For each year, count the number of movies in that year that had only female actors. Recall the meaning of the universal quantifier: a movie without any actors is also a movie with only female actors (since there are no male actors in such a movie!). Approx. 130 rows, 1-2 minutes.
Now make a small change: for each year, report the percentage of movies with only female actors made that year, and also the total number of movies made that year. For example, one answer will be:
```
1990 31.81 13522
```
meaning that in 1990 there were 13,522 movies, and 31.81% had only female actors. You do not need to round your answer. Approx. 130 rows, 1-2 minutes.
Find the film(s) with the largest cast. Return the movie title and the size of the cast. By "cast size" we mean the number of distinct actors that played in that movie: if an actor played multiple roles, or if the actor is simply listed more than once in CASTS, we still count her/him only once. You may not assume that only one film has the largest cast. 1 row, 10 minutes.
A decade is a sequence of 10 consecutive years. For example 1965, 1966, ..., 1974 is a decade, and so is 1967, 1968, ..., 1976. Find the decade with the largest number of films. 1 row, 5 minutes.
The Bacon number of an actor is the length of the shortest path between the actor and Kevin Bacon in the "co-acting" graph. That is, Kevin Bacon has Bacon number 0; all actors who acted in the same film as KB have Bacon number 1; all actors who acted in the same film as some actor with Bacon number 1 (but not with Bacon himself) have Bacon number 2, etc. Count how many actors have Bacon number is 2. 1 row, 5 minutes (Hint: correlated subqueries are SLOW; uncorrelated subqueries are faster).

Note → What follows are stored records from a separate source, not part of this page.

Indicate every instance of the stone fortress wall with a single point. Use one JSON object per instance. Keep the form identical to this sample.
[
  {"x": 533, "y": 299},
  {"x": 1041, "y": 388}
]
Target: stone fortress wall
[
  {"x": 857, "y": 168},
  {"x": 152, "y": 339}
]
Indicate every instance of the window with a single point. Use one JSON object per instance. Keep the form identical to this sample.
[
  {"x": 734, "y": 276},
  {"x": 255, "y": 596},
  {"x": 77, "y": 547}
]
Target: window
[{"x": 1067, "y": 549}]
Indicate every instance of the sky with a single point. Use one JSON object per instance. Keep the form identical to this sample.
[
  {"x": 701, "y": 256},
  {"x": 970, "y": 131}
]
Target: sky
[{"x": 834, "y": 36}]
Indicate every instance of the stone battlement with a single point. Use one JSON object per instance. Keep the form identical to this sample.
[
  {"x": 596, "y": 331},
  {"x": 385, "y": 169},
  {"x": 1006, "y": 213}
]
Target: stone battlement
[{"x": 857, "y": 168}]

Put all your code for part B (SELECT-FROM-WHERE code) in a file called hw3-queries.sql.

C. CHOOSING INDEXES (20 points):

Create all necessary indexes to run the workload in reasonable time. The syntax in Postgres is the same as SQLite's:

CREATE [UNIQUE] INDEX index_name ON table_name(col_1, col_2, ...);

You should add your CREATE INDEX code for part C to the existing create-indexes.sql file. As in homework 2, before each CREATE INDEX statement write a one-line comment with the reason for choosing each index (e.g. "in order to speed up the selection in query 7" or "in order to speed up the join in query 11").

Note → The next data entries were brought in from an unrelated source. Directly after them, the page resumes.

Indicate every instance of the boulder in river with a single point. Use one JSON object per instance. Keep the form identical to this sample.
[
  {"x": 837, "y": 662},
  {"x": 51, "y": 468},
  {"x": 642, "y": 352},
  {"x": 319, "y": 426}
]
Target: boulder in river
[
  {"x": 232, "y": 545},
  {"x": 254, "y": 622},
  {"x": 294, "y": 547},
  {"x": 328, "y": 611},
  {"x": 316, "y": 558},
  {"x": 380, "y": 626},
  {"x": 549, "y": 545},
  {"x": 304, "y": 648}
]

Put all your code for part B (CREATE INDEX code) in a file called create-indexes.sql.

NOTES:

Unless otherwise specified, in each question that asks you to return all actors, or all directors, or all movies, you should return their names (first and last for people).
Each question lists a suggested number of rows returned for a correct query, and an approximate running time. If your query produces a slightly different number of rows, that does not necessarily mean that you made a mistake, because there are inconsistencies in the data and variations in the SQL query may lead to slightly different answers.